The research goes beyond current conflict reporting research and enriches research on emotions in journalism. It shows that to understand current conflict reporting ecosystems, we need to unlearn the dichotomies present in (war) journalism research: reporters and fixers, foreign and local, objectivity and subjectivity, emotionality and rationality, precarity and power, and even journalism and activism. The outcomes are organized around the following argumentation line:
1. Research on conflict reporting needs more postcolonial thinking: more complexity and nuance. We also need to take seriously media professionals' emotional labour and the many risks to mental well-being faced by all media professionals covering war zones.
2. The collaboration among media professionals covering wars and conflicts is characterized by a perceived 'emotional gap' between 'locals' and 'foreign' reporters. This project shows that the different levels of closeness within the transnational teams are valued because they can lead to complex, higher-quality, ethical journalism. Local producers and fixers provide their contextual expertise, in-depth knowledge of the war and its history, and empathy with sources; foreign reporters provide perspective and transnational experience.
3. The affective proximity, usually associated with media professionals of local origin, is often a source of mistrust. Many local media professionals in war and conflict areas do not feel trusted by their foreign colleagues just because they are local, and, therefore, supposedly too emotional and biased. The research argues that this fear of bias is a case of epistemic injustice: a situation when someone suffers a credibility deficit based on skin color, gender, or origin. The research challenges the epistemic injustice by investigating how local media professionals living in Ukraine, Israel, and Palestine perform emotional labour. These media professionals manage their affective proximity and have thought-through strategies on how to compartmentalize their affects, opinions, and behaviour. As a result, their emotional engagement does not necessarily lead to bias and rather works as a form of embodied knowledge.

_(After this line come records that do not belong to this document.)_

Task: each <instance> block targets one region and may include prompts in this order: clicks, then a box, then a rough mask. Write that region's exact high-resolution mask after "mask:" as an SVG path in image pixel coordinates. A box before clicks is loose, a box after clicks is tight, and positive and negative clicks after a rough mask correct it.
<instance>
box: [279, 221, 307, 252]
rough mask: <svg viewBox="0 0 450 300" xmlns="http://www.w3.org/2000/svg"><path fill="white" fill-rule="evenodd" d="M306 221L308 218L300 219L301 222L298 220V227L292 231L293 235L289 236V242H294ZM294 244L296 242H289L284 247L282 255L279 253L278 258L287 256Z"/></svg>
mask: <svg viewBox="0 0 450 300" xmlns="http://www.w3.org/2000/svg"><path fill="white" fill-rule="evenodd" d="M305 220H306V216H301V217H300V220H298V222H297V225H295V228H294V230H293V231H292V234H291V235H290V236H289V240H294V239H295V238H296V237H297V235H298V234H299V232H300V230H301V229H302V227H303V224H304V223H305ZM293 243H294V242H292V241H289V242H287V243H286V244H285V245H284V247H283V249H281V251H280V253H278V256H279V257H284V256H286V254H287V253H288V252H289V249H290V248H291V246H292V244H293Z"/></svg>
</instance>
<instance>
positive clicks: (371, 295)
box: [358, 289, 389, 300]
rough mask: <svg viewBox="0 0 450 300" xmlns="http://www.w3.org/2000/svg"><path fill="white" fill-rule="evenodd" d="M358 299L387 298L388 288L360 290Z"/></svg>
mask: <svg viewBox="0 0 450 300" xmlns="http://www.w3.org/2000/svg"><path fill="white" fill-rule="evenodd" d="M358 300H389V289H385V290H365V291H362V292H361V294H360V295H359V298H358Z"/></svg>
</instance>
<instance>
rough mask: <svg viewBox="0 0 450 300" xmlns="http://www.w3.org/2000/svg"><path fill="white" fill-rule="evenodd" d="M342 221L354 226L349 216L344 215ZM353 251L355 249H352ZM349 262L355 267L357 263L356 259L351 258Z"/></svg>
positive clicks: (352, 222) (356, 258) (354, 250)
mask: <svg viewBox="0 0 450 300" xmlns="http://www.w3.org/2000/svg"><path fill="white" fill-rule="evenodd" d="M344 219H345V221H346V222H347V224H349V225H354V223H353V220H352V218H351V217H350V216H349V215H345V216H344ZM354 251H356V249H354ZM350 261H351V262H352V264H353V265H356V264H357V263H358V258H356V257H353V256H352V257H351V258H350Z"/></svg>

4. The project further explores how emotions become a part of journalists’ knowledge production by conceptualizing affective epistemology in journalism. The project identifies four epistemic affordances of emotions in (war) journalism. We also show that current conflict reporting forms alliances with discourses on human rights and justice and with legal fact-finding institutions, thus challenging the boundary between journalism and activism. The professional norms of neutrality, balance, and distance are being replaced by new standards in fact-finding, verification, and open endorsement of democratic values.
5. Mainstream war journalism can also learn from freelance reporters from relatively small, non-Anglophone media markets. These reporters, who find themselves in the middle of the conflict-reporting hierarchy of precarity, remain neglected by academic research.
Based on these nuances, challenging the typical hierarchies in war reporting, the project also provides guidelines for ethical and sustainable collaboration among reporters, fixers, and local producers covering war zones.